8 Selection Bias and Word War II
During World War II, based on simple analysis of the data obtained from damaged planes returning to the base post bombing raids, it was proposed to the British air force that armour be added to those areas that showed the most damage. Professor Abraham Wald Columbia University, a member of the Statistical Research Group (SRG) was asked to review the findings and recommend how much extra armour should be added to the vulnerable parts.
Wald looked at the problem from a different angle. He realised that there was a selection bias in the data that was presented to him – only the aircraft that did not crash returned to the base and made it to the data. Wald assumed that the probability of being hit in any given part of the plane was proportional to its area (since the shooters could not aim at any specific part of the plane). Also, given that there was no redundancy in aircrafts at that time, the effect of hits on a given area of the aircraft were independent of the effect of hits in any other area. Once he put these two assumptions, the conclusion was obvious – that armour be added in parts where less hits have been observed. So, the statistical thinking led Wald to the model that gave the right frame of reference that connected the data (hits on planes that returned) and the desired conclusion (where to add armour).

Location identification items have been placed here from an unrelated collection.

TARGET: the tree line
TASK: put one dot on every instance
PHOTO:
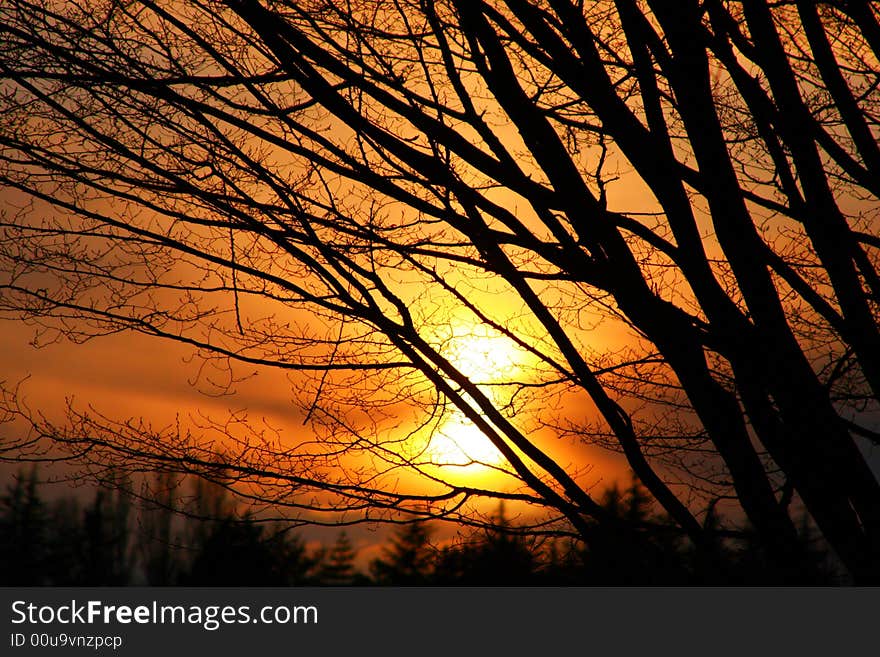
(112, 540)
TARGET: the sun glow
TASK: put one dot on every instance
(491, 361)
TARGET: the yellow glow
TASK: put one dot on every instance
(483, 355)
(486, 357)
(459, 442)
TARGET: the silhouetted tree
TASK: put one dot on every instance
(23, 533)
(407, 559)
(335, 566)
(676, 201)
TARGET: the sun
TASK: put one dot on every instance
(483, 355)
(490, 359)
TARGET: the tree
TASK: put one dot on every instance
(665, 213)
(335, 567)
(408, 559)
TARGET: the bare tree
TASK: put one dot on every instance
(360, 193)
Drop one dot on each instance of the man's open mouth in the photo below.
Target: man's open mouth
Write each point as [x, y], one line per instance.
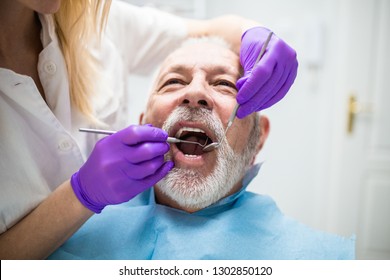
[192, 134]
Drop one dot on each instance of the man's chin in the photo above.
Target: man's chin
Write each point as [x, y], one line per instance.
[187, 190]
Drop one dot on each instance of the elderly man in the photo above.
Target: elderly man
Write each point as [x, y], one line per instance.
[201, 209]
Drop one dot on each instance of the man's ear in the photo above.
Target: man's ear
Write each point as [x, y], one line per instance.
[264, 129]
[141, 118]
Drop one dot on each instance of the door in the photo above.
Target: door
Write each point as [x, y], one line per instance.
[360, 188]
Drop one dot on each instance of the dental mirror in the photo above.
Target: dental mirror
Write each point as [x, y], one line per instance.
[205, 148]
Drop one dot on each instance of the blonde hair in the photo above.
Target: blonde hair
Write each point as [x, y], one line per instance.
[79, 23]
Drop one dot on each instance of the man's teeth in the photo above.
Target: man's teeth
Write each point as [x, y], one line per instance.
[185, 129]
[192, 156]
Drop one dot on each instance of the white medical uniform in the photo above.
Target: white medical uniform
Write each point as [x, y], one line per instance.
[40, 146]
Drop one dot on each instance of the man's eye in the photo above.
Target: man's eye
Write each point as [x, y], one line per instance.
[225, 83]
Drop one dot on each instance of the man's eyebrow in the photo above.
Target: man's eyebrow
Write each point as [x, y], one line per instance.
[215, 70]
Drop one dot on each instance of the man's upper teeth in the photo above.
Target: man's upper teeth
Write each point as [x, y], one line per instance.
[185, 129]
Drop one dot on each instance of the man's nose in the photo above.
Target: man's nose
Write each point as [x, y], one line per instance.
[198, 95]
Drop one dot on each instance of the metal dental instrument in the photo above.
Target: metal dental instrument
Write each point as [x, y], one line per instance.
[211, 146]
[215, 145]
[110, 132]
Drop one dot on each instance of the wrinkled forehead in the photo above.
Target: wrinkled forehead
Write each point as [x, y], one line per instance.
[204, 56]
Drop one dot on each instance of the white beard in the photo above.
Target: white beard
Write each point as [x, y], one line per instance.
[188, 187]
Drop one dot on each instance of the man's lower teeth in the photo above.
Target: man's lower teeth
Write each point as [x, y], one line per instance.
[190, 155]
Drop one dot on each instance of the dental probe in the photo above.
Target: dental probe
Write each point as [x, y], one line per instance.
[262, 51]
[110, 132]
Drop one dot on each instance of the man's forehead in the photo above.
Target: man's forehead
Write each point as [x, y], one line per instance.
[213, 59]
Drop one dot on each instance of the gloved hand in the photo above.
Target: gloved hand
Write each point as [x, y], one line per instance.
[121, 166]
[272, 77]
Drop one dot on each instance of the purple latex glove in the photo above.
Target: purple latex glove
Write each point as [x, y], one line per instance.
[272, 77]
[121, 166]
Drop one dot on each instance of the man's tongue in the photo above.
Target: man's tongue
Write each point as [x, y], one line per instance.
[191, 149]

9 GMGO (Garbage Model Garbage out), the new GIGO in Data Science world
The phrase Garbage-In-Garbage-Out (GIGO) is often used to describe the fact that even with the best of algorithms, if the input data is garbage, then the conclusion (output) is also likely to be garbage. Our discussion adds a new phenomenon called GMGO i.e., a garbage model will lead to garbage output even with accurate data!
10 Conclusion
We have given examples where disregarding statistical understanding digested over 150 years can lead to wrong conclusions. While in many situations pure data driven techniques can do OK, this combined with domain knowledge and statistical techniques can do wonders in terms of unearthing valuable business intelligence to improve business performance.
We recommend that data driven AI/ML models are a good starting point, or a good exploratory step. In addition, using domain knowledge to remove the various pitfalls discussed in this paper can take the analysis to a much higher level.